Welcome to my year of magical reading. Each week during the course of 2012, I will explore an important work of fiction that incorporates elements of magic, fantasy or the surreal. My choices will cross conventional boundary lines of genre, style and historical period—indeed, one of my intentions in this project is to show how the conventional labels applied to these works have become constraining, deadening and misleading.
In its earliest days, storytelling almost always partook of the magical. Only in recent years have we segregated works arising from this venerable tradition into publishing industry categories such as "magical realism" or "paranormal" or "fantasy" or some other 'genre' pigeonhole. These labels are not without their value, but too often they have blinded us to the rich and multidimensional heritage beyond category that these works share.

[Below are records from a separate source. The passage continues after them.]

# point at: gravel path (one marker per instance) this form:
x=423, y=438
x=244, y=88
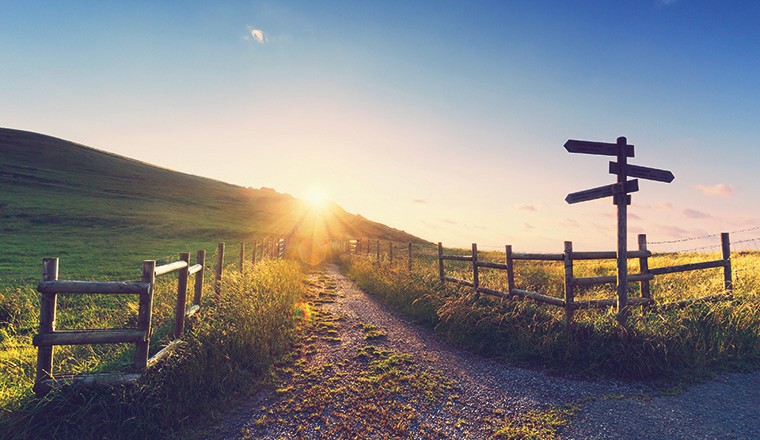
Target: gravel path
x=360, y=371
x=725, y=408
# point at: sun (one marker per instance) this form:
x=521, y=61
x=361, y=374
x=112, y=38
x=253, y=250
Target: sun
x=317, y=197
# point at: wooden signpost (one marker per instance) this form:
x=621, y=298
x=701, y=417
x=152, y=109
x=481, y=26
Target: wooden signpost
x=620, y=192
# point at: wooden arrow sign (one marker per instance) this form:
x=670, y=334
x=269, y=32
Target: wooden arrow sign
x=602, y=191
x=643, y=172
x=589, y=147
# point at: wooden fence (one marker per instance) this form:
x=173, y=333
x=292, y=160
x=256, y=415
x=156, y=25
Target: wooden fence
x=365, y=247
x=645, y=275
x=48, y=336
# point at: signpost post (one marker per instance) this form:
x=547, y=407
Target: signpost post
x=620, y=193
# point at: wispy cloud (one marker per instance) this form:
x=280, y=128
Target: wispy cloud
x=258, y=36
x=569, y=223
x=525, y=207
x=719, y=190
x=693, y=213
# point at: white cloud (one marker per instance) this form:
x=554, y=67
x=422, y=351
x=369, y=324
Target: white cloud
x=526, y=207
x=258, y=35
x=693, y=213
x=719, y=190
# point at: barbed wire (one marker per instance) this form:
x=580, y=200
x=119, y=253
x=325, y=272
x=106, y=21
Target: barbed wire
x=702, y=237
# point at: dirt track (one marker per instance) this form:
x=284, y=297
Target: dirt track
x=360, y=371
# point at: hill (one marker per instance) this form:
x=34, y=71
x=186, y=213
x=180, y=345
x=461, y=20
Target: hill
x=101, y=212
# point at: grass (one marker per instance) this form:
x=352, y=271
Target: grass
x=668, y=345
x=227, y=350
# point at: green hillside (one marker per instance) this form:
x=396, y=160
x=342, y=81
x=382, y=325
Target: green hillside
x=102, y=214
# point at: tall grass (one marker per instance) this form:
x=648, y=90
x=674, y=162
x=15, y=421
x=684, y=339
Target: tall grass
x=673, y=345
x=227, y=349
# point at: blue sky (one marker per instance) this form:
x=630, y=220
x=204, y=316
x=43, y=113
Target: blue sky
x=445, y=119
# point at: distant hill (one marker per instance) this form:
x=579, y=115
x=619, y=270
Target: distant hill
x=59, y=195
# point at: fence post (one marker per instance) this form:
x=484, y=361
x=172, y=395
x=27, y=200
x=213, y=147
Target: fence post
x=200, y=258
x=242, y=255
x=510, y=270
x=144, y=315
x=644, y=267
x=219, y=267
x=569, y=283
x=409, y=260
x=47, y=325
x=440, y=261
x=725, y=243
x=475, y=280
x=179, y=310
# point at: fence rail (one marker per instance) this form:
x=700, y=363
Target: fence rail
x=357, y=247
x=645, y=275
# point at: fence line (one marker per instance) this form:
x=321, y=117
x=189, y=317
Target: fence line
x=48, y=337
x=645, y=275
x=359, y=248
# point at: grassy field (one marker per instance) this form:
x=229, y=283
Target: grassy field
x=228, y=349
x=657, y=345
x=102, y=215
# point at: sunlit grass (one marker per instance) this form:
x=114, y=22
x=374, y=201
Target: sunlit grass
x=228, y=347
x=674, y=344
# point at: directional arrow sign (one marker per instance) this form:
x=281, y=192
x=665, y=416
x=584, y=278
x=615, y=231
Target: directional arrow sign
x=602, y=191
x=589, y=147
x=643, y=172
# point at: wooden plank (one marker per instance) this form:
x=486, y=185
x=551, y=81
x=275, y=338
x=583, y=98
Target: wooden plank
x=83, y=337
x=86, y=380
x=644, y=267
x=591, y=281
x=87, y=287
x=643, y=172
x=457, y=257
x=539, y=297
x=458, y=281
x=200, y=258
x=440, y=259
x=622, y=202
x=725, y=244
x=510, y=268
x=195, y=268
x=569, y=282
x=491, y=265
x=539, y=257
x=171, y=267
x=475, y=278
x=179, y=309
x=601, y=148
x=687, y=302
x=603, y=191
x=608, y=255
x=605, y=303
x=192, y=310
x=687, y=267
x=48, y=302
x=220, y=266
x=492, y=292
x=164, y=353
x=144, y=315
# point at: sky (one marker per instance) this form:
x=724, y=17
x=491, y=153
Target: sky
x=446, y=119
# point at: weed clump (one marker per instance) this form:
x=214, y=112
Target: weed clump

This larger heritage is mimicked in our individual lives: most of us first experienced the joys of narrative fiction through stories of myth and magic, the fanciful and phantasmagorical; but only a very few retain into adulthood this sense of the kind of enchantment possible only through storytelling. As such, revisiting this stream of fiction from a mature, literate perspective both broadens our horizons and allows us to recapture some of that magic in our imaginative lives.